For even when we were with you, we would give you this command: If anyone is not willing to work, let him not eat. 11 For we hear that some among you walk in idleness, not busy at work, but busybodies. 12 Now such persons we command and encourage in the Lord Jesus Christ to do their work quietly and to earn their own living. (2 Thess 3:10–12)

This is where ministries like the Chalmers Center come from. They’ve produced resources like When Helping Hurts. The idea that sometimes our charity isn’t helpful. Sometimes it’s destructive and prevents people from becoming those like Paul is talking about, “work quietly and…earn their own living.”

This is why we get excited about Safe Families for Children, the ministry many in our church work with. It is a tangible way to visit families “in their affliction.”

Not to do all the work for them. But to help them through a crisis to help moms and dads get back on their feet.

It’s a way to bring in a safety net when the circumstances of a person’s life leave them without one.

(4) As we vote. Vote for the candidates and policies you think will best help your neighbors flourish as God defines flourishing.

Vote for the candidates and party you think will produce the policies you think will lead to human flourishing.

Running for office—David Burnett years ago ran for US House of Rep. One of three candidates in the primaries.

Get involved—I know some of you are involved with various campaigns.

Communicate with your representatives—state and national.

(5) And then there’s COVID. COVID gives us so many ways to “love our neighbor.” Being so contagious and so widespread, we adjust our behavior to keep others in our life safe. Like we would with any disease.

There are many ways we will deny ourselves and our preferences for the sake of others. For the sake of unity in Christ’s church. For the sake of our testimony to a watching world.

We don’t want our message to be one of fear. But we also don’t want it to be one that gets interpreted as disregard for others.
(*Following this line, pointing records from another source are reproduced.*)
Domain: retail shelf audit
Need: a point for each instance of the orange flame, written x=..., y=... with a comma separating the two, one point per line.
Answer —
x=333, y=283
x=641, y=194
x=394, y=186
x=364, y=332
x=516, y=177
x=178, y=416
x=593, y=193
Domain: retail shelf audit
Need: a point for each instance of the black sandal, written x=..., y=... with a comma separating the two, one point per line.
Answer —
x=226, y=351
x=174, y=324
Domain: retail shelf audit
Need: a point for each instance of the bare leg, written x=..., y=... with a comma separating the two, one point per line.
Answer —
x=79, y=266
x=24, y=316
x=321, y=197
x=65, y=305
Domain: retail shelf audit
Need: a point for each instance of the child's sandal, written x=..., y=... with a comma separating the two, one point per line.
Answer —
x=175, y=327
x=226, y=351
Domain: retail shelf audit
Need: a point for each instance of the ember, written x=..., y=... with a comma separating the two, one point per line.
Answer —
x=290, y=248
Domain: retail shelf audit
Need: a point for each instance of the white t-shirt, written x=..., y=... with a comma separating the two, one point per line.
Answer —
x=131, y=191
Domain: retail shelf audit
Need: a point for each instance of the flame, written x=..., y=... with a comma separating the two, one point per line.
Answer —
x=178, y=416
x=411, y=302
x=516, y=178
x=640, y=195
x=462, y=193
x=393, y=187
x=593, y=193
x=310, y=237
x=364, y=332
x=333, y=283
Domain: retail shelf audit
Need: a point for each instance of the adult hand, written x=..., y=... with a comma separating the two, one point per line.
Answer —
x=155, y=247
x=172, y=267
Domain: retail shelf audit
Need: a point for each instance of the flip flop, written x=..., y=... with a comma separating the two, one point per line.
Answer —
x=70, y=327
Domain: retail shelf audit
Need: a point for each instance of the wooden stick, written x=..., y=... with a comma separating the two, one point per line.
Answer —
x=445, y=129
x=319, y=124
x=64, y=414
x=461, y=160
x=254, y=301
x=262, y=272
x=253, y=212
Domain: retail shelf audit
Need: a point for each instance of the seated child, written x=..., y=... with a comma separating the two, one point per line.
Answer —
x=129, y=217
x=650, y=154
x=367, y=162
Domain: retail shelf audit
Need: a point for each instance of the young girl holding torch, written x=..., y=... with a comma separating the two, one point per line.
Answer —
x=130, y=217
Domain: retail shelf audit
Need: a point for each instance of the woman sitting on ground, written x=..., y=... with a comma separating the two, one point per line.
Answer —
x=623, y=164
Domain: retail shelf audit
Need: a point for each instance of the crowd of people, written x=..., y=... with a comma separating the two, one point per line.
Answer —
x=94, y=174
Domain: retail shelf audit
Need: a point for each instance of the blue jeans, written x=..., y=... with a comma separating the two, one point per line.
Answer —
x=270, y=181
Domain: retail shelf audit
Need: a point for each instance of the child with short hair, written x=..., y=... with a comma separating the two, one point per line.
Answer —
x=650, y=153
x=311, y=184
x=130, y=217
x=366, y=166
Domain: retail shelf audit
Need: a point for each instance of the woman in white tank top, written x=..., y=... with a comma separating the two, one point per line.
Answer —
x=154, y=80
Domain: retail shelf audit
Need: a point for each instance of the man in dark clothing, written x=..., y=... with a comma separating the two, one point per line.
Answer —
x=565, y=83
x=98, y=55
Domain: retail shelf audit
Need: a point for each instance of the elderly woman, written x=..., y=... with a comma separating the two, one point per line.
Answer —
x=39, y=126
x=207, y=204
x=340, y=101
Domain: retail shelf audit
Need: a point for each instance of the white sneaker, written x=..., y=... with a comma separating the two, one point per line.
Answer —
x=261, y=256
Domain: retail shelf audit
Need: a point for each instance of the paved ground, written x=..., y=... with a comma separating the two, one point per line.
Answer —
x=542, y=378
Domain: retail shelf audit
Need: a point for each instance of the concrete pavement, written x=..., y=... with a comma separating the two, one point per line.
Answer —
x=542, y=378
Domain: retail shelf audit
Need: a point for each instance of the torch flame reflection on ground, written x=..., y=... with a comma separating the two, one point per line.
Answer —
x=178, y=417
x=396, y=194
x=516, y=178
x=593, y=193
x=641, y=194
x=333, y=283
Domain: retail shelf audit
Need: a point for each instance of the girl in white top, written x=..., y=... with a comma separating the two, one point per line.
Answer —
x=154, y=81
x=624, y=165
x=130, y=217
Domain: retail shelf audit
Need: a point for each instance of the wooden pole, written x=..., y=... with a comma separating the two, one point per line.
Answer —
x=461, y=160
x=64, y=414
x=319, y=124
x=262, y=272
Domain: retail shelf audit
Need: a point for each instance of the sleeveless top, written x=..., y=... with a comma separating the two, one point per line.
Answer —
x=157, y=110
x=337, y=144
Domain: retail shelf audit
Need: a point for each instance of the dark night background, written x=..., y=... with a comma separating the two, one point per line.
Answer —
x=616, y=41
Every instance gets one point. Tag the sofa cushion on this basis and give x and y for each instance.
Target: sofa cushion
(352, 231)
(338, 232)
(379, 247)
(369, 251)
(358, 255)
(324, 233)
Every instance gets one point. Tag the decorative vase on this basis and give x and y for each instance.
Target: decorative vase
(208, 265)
Paul said love “does not seek its own, is not provoked.” In a pandemic, that’s good counsel.


A Summary: Neighbor love seeks to help my neighbor flourish as God’s Word defines human flourishing. Neighbor love is inseparable from a love for God and God’s truth. Neighbor love separated from a love for God and God’s truth isn’t love. Therefore, our civic engagement must be connected to a love for God and God’s truth.

Love is a call to action. Call love is not a passive thing. It motivates us to sacrifice. To be inconvenienced. Remember the good Samaritan.

Love is not a sentimental thing. A concern for the poor in the Bible is more than simply giving money to people who have less than you. Love caused a lazy to work.

Such a love is an imitation of the ultimate display of love.

Beloved, let us love one another, for love is from God, and whoever loves has been born of God and knows God. 8 Anyone who does not love does not know God, because God is love. 9 In this the love of God was made manifest among us, that God sent his only Son into the world, so that we might live through him. 10 In this is love, not that we have loved God but that he loved us and sent his Son to be the propitiation for our sins. 11 Beloved, if God so loved us, we also ought to love one another. 12 No one has ever seen God; if we love one another, God abides in us and his love is perfected in us. (1 John 4:7–12)

Are you a Christian? Rejoice in God’s love.

Are you not a Christian? Believe in the Lord Jesus Christ and experience a love you never imagined. You never thought possible.

A love that sees you exactly as you are and yet loves you fully. Without ever changing. Without ever proving unfaithful or cold or distant.

The love of Christ is the surpassing love of all loves. And it’s the love we are to reflect to the world around us.

Prayer and “Let the Nations Be Glad.”

[1] Accessed

[2]Before You Vote (Radical, 2020), 57.